"Whiskey!" Clark stamped his foot. "A drunken Indian is more to be dreaded than a tiger in the jungle! An Indian cannot be found among a thousand who would not, after a first drink, sell his horse, his gun, or his last blanket for another drink, or even commit a murder to gratify his passion for spirits. There should be total prohibition." And the Government made that the law.
"I hear that you have sent liquor into the Indian country," he said to the officers of the American Fur Company. "Can you refute the charge?"
And the great Company, with Chouteau and Astor at its head, hastened to explain and extenuate.
There was trouble with Indian agents who insisted on leaving their posts and coming to St.

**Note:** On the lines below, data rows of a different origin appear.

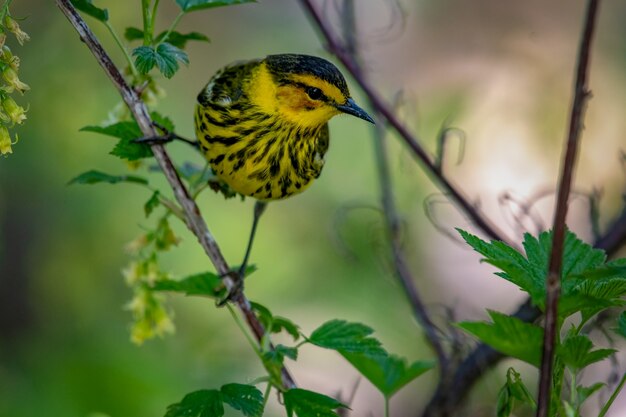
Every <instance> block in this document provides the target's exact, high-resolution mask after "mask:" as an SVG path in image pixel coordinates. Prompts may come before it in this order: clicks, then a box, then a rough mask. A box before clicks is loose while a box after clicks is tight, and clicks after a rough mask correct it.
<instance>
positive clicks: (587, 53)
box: [537, 0, 599, 417]
mask: <svg viewBox="0 0 626 417" xmlns="http://www.w3.org/2000/svg"><path fill="white" fill-rule="evenodd" d="M598 3H599V0H589V3H588V4H587V11H586V14H585V26H584V30H583V35H582V39H581V42H580V48H579V52H578V63H577V69H576V82H575V84H574V100H573V103H572V110H571V113H570V119H569V130H568V134H567V142H566V148H565V155H564V158H563V166H562V172H561V178H560V180H559V189H558V194H557V195H558V197H557V201H556V210H555V213H554V222H553V226H552V229H553V232H552V233H553V234H552V252H551V254H550V264H549V266H548V277H547V282H546V284H547V285H546V286H547V288H546V291H547V295H546V318H545V330H544V339H543V355H542V359H541V369H540V374H539V398H538V402H537V417H547V416H548V414H549V411H550V402H551V401H550V393H551V390H552V368H553V364H554V349H555V345H556V341H557V337H558V334H557V333H558V331H559V329H558V325H557V321H558V319H557V316H558V314H557V313H558V311H557V310H558V303H559V294H560V292H561V270H562V263H563V246H564V242H565V231H566V228H567V226H566V224H565V218H566V216H567V206H568V204H567V203H568V200H569V194H570V189H571V186H572V181H573V176H574V165H575V164H576V155H577V154H578V148H579V142H580V134H581V130H582V127H583V118H584V111H585V106H586V104H587V101H588V100H589V97H590V94H591V93H590V92H589V89H588V86H587V80H588V71H589V56H590V54H591V40H592V38H593V32H594V29H595V22H596V15H597V11H598Z"/></svg>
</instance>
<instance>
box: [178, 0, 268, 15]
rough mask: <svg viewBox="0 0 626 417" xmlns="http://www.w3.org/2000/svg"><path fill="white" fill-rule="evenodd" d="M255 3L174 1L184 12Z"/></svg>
mask: <svg viewBox="0 0 626 417" xmlns="http://www.w3.org/2000/svg"><path fill="white" fill-rule="evenodd" d="M255 2H256V0H176V4H178V6H179V7H180V8H181V9H182V11H184V12H193V11H195V10H202V9H211V8H214V7H221V6H231V5H235V4H243V3H255Z"/></svg>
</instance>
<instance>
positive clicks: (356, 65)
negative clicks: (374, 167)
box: [300, 0, 507, 241]
mask: <svg viewBox="0 0 626 417" xmlns="http://www.w3.org/2000/svg"><path fill="white" fill-rule="evenodd" d="M300 3H301V4H302V6H303V7H304V9H305V10H306V11H307V13H308V15H309V16H311V18H312V19H313V21H314V22H315V25H316V26H317V27H318V28H319V30H320V32H321V34H322V36H323V37H324V39H325V41H326V47H327V49H328V50H329V51H330V52H331V53H332V54H334V55H335V56H336V57H337V58H338V59H339V60H340V61H341V63H342V64H343V65H344V66H345V67H346V69H347V70H348V71H349V72H350V74H351V75H352V77H354V79H355V81H356V82H357V83H358V84H359V86H360V87H361V89H362V90H363V92H364V93H365V94H366V96H367V98H368V99H369V101H370V103H371V104H372V107H373V108H374V109H375V110H376V111H377V112H379V113H380V114H381V115H382V116H383V117H384V118H385V119H386V120H387V121H388V122H389V124H390V125H391V127H393V128H394V129H395V130H396V131H397V132H398V134H399V135H400V137H401V138H402V139H403V140H404V142H405V143H406V144H407V145H408V146H409V148H410V149H411V151H412V152H413V154H414V155H415V156H416V157H417V159H418V160H420V161H421V162H422V163H423V164H424V167H425V168H426V171H427V172H428V173H429V174H430V175H431V177H432V178H433V179H434V182H435V183H436V184H437V185H439V187H440V188H441V189H442V191H443V193H444V194H447V195H449V196H450V198H451V199H452V200H453V201H454V202H456V203H457V204H458V205H459V206H460V207H461V209H462V210H463V211H464V212H465V213H466V214H467V216H468V217H469V218H470V219H471V221H472V222H473V223H474V224H475V225H476V227H478V228H479V229H481V230H482V231H483V233H484V234H485V235H487V236H488V237H489V238H491V239H497V240H502V241H507V238H506V236H505V234H504V233H503V232H502V231H500V230H499V229H498V228H497V227H496V226H495V225H494V224H492V223H491V222H490V221H489V219H488V218H487V217H486V216H484V215H483V214H482V213H481V212H480V211H479V210H478V209H477V208H476V207H475V206H474V205H472V204H471V203H470V201H469V199H468V198H467V197H466V196H465V195H463V193H462V192H461V191H460V190H459V189H457V188H456V187H455V186H454V185H453V184H452V183H451V182H450V180H448V178H447V177H445V176H444V175H443V174H442V173H441V172H440V170H439V169H438V168H437V166H436V164H435V162H434V159H433V157H432V156H430V155H429V154H428V153H427V152H426V151H425V150H424V148H423V147H422V145H421V144H420V143H419V141H418V140H417V138H416V137H415V135H413V134H412V133H411V132H410V131H409V130H408V128H407V127H406V126H405V125H404V124H403V123H402V122H401V121H400V119H399V118H398V117H397V116H396V114H395V113H394V111H393V109H392V108H391V107H390V106H389V105H388V104H387V103H386V102H385V100H383V98H382V97H381V96H380V95H379V94H378V93H377V92H376V90H375V89H374V88H373V86H372V85H371V84H370V83H369V82H368V81H367V80H366V79H365V77H363V75H362V73H361V71H360V69H359V65H358V62H356V61H355V59H354V57H353V56H352V55H351V54H350V52H349V50H347V49H346V48H345V47H344V46H342V43H341V42H340V41H339V40H338V39H337V38H336V36H335V35H334V34H333V32H332V29H331V28H330V25H329V24H328V23H327V22H326V21H325V20H324V19H323V18H322V15H321V14H320V12H319V10H318V9H317V8H316V7H315V6H314V5H313V0H300Z"/></svg>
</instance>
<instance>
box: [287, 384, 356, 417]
mask: <svg viewBox="0 0 626 417" xmlns="http://www.w3.org/2000/svg"><path fill="white" fill-rule="evenodd" d="M283 399H284V401H285V408H286V410H287V415H288V416H289V417H292V416H293V415H294V413H295V415H296V416H298V417H338V414H337V413H336V412H335V411H334V410H336V409H338V408H348V409H349V407H348V406H347V405H345V404H342V403H341V402H339V401H337V400H335V399H334V398H331V397H328V396H326V395H323V394H319V393H317V392H313V391H307V390H304V389H300V388H294V389H290V390H289V391H287V392H285V393H284V394H283Z"/></svg>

Louis, troubles with Indians who wanted to see the President, enough of them to have kept the President for ever busy with Indian affairs.
The Sacs and the Sioux were fighting again.

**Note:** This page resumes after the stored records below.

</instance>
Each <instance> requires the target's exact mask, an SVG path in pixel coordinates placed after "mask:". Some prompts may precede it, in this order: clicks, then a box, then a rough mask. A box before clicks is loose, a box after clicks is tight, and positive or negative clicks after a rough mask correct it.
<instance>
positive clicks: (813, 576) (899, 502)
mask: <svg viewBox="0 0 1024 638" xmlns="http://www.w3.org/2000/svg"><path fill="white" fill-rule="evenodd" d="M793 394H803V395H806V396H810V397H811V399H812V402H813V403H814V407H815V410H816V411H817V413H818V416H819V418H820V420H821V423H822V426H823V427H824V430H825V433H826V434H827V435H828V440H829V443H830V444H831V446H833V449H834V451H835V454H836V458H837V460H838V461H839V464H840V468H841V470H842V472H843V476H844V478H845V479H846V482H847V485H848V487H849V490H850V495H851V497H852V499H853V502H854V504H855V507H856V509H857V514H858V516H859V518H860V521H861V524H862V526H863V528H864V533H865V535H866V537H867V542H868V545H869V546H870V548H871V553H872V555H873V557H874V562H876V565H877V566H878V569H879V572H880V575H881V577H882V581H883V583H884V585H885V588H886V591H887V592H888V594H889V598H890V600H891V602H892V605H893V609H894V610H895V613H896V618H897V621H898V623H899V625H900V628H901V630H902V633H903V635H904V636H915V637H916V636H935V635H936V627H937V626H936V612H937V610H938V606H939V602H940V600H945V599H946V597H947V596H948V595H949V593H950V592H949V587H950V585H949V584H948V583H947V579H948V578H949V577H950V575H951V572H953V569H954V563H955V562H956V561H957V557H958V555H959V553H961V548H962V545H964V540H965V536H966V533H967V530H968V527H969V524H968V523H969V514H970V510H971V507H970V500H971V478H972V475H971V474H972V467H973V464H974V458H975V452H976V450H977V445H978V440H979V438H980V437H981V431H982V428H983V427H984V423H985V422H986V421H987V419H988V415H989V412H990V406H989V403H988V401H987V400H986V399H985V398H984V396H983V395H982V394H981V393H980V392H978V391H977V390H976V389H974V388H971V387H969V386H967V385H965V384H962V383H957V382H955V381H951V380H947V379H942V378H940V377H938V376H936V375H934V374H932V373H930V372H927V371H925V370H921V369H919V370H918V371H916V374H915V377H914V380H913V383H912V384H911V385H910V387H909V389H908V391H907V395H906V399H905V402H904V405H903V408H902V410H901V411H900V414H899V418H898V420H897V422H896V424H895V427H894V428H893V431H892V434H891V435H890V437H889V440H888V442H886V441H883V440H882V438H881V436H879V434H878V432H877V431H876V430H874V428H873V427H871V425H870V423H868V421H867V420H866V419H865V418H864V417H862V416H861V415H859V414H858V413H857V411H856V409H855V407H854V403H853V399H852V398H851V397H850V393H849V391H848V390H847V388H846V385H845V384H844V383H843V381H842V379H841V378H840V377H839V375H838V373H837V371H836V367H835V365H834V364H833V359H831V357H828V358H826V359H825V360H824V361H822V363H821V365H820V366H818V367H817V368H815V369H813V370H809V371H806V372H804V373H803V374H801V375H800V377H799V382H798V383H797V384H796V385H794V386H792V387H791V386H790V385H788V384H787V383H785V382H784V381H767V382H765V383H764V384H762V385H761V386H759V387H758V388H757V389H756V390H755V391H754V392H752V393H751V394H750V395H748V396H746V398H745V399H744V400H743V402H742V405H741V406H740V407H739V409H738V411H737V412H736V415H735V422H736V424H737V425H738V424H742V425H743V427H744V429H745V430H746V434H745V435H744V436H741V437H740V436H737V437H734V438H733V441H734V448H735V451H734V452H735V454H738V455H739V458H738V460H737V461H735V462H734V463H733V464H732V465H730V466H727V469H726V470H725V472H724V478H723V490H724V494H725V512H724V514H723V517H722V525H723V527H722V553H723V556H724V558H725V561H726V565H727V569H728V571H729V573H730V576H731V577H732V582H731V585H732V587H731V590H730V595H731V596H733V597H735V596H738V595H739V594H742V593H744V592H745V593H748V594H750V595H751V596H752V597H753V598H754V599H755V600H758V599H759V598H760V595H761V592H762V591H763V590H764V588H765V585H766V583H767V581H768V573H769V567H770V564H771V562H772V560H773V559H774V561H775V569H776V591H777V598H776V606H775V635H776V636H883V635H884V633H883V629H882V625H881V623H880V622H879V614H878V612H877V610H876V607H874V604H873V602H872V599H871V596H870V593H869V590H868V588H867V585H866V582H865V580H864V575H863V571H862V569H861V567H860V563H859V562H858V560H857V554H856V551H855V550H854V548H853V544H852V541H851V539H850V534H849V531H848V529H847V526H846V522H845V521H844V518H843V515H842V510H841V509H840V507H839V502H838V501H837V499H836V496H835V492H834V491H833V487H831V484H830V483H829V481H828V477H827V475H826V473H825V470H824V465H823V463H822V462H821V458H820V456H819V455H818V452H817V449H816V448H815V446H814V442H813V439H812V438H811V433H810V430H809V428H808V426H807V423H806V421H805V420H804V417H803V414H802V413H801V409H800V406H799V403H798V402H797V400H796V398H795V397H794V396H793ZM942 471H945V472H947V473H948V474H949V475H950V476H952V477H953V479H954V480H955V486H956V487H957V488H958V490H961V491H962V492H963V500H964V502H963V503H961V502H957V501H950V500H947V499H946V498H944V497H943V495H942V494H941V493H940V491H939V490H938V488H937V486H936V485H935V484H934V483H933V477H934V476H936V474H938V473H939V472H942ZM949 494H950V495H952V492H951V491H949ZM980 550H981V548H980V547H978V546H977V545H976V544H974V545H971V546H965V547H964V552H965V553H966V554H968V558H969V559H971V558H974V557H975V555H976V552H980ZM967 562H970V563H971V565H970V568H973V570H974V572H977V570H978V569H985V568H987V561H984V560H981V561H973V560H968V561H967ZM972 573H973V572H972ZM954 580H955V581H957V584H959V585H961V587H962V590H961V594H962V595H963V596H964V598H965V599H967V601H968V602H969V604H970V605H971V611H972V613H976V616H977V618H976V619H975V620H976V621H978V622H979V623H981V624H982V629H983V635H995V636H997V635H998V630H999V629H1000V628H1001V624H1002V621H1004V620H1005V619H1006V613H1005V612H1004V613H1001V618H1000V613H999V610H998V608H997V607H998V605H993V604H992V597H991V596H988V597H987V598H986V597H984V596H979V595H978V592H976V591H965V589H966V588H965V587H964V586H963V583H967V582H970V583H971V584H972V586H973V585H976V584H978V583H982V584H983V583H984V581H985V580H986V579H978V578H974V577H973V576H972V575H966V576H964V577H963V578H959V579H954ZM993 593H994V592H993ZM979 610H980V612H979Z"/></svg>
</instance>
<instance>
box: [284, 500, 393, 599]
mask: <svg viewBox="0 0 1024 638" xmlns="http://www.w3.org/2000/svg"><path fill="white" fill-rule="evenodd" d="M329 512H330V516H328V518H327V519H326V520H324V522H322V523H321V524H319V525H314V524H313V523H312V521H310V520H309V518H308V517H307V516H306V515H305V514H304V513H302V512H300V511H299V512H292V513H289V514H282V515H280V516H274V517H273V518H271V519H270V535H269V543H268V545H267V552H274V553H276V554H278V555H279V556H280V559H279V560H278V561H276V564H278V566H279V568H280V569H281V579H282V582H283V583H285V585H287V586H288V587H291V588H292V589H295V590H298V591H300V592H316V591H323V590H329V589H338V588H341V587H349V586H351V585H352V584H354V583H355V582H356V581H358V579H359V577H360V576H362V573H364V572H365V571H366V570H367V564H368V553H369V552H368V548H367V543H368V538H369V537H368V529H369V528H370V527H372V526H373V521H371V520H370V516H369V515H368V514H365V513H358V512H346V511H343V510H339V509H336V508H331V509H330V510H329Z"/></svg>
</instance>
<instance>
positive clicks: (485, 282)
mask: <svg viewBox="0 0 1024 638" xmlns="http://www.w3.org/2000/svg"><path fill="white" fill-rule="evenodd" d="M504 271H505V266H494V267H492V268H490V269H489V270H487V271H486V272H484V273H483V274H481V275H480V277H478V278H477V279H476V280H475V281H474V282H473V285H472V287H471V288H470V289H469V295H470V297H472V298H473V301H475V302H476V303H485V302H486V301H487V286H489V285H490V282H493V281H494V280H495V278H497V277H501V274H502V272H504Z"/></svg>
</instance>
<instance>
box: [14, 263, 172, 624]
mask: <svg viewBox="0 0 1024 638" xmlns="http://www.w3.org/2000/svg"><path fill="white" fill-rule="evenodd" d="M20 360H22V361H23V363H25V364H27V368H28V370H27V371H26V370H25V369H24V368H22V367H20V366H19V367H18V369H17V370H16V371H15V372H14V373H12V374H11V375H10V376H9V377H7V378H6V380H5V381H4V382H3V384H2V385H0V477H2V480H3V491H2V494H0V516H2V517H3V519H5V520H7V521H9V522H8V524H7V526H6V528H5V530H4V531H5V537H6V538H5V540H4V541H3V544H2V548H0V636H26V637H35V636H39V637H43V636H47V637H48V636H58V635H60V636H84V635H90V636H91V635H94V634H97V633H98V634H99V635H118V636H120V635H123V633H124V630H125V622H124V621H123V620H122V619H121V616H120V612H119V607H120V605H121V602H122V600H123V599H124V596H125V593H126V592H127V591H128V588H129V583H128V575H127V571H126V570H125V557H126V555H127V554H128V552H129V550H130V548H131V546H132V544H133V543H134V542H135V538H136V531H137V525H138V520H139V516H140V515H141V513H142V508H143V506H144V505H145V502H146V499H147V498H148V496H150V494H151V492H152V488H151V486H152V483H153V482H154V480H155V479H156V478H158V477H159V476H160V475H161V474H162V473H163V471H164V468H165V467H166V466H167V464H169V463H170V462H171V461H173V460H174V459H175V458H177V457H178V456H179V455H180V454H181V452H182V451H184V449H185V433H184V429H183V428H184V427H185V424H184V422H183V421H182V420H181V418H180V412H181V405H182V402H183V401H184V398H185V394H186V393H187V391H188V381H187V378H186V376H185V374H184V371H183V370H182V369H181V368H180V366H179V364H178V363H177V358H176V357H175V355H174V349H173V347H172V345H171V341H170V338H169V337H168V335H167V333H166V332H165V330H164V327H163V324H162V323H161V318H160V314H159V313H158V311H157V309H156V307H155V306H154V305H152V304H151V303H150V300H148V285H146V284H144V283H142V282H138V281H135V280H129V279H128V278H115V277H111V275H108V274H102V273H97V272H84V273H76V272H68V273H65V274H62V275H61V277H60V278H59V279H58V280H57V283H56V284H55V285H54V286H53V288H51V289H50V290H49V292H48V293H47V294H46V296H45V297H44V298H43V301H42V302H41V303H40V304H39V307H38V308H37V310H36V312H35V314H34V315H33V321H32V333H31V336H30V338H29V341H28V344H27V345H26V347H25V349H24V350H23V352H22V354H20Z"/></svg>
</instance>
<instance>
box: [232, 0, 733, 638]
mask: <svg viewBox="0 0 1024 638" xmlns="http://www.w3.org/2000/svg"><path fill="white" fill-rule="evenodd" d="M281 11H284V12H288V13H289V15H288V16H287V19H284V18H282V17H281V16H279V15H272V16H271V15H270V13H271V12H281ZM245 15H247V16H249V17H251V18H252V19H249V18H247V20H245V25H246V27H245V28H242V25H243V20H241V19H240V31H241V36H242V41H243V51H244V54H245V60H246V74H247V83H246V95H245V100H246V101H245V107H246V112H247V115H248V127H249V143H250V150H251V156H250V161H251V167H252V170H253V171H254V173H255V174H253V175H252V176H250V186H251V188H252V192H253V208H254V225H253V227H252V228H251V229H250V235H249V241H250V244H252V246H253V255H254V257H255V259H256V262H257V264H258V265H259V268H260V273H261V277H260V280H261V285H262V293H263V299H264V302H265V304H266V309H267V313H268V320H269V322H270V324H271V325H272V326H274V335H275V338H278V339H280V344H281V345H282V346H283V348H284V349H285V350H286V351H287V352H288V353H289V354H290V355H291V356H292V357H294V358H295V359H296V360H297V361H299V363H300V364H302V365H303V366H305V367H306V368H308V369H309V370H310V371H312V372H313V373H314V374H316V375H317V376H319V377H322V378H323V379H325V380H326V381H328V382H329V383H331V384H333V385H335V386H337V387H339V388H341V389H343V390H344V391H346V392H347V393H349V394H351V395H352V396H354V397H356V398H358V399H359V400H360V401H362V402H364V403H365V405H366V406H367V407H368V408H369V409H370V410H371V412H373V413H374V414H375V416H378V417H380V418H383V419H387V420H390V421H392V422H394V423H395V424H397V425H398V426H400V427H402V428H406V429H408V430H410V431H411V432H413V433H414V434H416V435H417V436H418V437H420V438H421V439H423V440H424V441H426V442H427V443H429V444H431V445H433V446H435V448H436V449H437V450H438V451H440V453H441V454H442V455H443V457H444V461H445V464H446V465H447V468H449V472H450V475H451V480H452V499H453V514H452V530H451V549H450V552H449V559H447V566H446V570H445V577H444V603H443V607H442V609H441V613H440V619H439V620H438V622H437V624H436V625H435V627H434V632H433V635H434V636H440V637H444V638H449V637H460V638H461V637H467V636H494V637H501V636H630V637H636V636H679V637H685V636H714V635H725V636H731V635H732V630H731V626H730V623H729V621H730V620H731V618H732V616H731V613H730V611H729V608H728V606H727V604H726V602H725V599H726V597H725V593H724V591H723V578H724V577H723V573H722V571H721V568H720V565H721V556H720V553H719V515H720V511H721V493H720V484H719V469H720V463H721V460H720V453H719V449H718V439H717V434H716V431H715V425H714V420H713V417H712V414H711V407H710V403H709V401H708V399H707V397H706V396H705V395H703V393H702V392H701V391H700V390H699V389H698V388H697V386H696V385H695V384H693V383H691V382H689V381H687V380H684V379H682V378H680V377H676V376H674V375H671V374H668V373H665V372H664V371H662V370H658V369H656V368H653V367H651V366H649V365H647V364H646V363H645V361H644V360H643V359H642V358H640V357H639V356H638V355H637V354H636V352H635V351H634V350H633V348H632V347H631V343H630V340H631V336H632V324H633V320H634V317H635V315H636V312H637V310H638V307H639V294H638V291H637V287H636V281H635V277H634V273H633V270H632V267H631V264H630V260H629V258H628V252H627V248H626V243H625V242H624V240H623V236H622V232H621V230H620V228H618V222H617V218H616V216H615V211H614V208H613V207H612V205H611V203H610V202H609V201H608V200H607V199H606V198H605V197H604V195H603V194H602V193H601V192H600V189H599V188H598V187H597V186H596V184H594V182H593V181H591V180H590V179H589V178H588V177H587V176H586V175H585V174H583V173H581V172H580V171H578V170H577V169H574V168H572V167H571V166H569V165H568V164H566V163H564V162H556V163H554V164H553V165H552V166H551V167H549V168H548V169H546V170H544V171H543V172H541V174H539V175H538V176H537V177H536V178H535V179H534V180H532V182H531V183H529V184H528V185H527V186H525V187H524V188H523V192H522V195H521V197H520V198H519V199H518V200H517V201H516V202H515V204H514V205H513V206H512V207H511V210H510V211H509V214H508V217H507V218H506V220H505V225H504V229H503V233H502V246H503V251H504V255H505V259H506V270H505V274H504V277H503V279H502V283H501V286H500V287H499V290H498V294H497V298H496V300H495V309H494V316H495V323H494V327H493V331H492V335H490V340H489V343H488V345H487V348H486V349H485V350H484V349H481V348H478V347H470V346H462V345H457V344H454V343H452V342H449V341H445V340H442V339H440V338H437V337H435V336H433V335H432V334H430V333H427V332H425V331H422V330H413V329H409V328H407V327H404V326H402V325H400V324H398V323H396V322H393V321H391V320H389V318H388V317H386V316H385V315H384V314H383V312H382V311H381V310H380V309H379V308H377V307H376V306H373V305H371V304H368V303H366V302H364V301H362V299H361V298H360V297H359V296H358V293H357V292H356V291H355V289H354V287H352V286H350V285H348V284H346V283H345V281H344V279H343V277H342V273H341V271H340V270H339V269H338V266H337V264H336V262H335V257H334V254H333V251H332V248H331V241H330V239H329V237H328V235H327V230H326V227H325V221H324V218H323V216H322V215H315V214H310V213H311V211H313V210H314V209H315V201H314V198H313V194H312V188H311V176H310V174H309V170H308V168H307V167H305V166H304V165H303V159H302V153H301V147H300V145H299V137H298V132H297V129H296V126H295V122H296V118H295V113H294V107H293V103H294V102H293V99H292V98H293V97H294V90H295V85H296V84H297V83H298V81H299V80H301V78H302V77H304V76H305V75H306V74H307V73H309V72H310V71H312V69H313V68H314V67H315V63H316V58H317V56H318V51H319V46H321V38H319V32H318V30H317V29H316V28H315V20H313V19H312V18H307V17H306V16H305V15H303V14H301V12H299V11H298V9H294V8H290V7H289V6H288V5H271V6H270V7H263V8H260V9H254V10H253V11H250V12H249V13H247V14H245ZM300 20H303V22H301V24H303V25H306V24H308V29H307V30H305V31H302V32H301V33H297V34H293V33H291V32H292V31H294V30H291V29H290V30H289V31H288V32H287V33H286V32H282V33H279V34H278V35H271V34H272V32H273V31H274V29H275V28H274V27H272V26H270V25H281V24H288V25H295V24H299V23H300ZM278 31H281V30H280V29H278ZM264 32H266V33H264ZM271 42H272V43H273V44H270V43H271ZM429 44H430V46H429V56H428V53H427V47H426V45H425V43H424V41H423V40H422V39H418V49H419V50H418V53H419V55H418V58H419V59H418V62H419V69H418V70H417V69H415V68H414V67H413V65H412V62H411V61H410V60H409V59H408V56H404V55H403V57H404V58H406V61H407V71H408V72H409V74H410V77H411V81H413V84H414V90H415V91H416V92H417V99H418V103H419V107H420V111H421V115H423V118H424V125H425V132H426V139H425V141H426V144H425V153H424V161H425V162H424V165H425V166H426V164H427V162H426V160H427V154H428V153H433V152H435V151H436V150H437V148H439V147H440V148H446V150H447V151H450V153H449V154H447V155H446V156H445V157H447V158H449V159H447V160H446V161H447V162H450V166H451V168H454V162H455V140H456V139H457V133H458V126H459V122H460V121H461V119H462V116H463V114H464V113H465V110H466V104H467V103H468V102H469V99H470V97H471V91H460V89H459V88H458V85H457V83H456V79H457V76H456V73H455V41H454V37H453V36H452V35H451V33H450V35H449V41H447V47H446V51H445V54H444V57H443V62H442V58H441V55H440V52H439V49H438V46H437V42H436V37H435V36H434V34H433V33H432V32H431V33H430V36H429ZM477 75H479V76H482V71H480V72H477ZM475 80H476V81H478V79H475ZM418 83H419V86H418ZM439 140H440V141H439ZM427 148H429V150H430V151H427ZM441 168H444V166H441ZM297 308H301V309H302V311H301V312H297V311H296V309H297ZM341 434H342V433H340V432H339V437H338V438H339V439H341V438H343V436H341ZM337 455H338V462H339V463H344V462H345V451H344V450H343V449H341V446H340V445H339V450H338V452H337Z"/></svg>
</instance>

"Why not let us fight?" said Black Hawk. "White men fight,—they are fighting now."
Twice in the month of May, 1830, Sacs and Foxes came down to tell of their war with the Sioux. "We might sell our Illinois lands and move west," hinted the Sacs and Foxes. Instantly Clark approved and wrote to Washington.

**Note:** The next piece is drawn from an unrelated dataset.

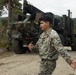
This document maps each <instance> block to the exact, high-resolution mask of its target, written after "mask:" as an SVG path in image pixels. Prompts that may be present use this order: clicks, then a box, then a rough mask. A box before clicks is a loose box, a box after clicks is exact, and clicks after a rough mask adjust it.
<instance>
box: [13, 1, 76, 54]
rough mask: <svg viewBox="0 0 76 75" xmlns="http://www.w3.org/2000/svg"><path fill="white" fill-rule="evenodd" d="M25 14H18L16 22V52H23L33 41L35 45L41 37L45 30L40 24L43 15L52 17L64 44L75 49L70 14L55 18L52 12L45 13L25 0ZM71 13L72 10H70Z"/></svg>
mask: <svg viewBox="0 0 76 75" xmlns="http://www.w3.org/2000/svg"><path fill="white" fill-rule="evenodd" d="M22 12H23V16H21V15H18V16H16V19H15V22H14V24H13V25H14V26H15V28H14V31H15V32H14V34H13V35H12V37H13V49H14V52H15V53H16V54H22V53H25V52H26V51H28V52H30V50H29V49H28V47H27V46H28V44H29V43H30V42H32V43H33V44H34V45H35V44H36V42H37V40H38V39H39V36H40V34H41V33H42V32H43V31H42V30H41V29H40V26H39V18H40V17H41V16H42V15H47V16H49V17H50V18H51V19H52V27H53V28H54V29H55V30H56V31H57V32H58V33H59V35H60V38H61V40H62V43H63V45H65V46H71V47H72V49H73V50H75V46H76V43H75V36H74V32H73V21H72V19H71V18H70V15H68V16H66V15H63V16H62V17H60V19H58V18H55V16H54V14H53V13H51V12H46V13H44V12H43V11H41V10H39V9H38V8H36V7H35V6H33V5H31V4H29V3H28V2H27V1H26V0H24V4H23V10H22ZM69 13H70V11H69Z"/></svg>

"I shall have to go up there and quiet those tribes," said Clark. In July, 1830, again he set out for Prairie du Chien. Indian runners went ahead announcing, "The Red Head Chief! the Red Head Chief!"
Seventy-eight Sacs and Foxes crowded into his boats and went up. This time in earnest, Clark began buying lands, giving thousands of dollars in annuities, provisions, clothing, lands, stock, agricultural implements. Many of these Indians came on with him down to St. Louis to get their presents and pay.
There came a wailing from the Indians of Illinois. "The game is gone. Naked and hungry, we need help."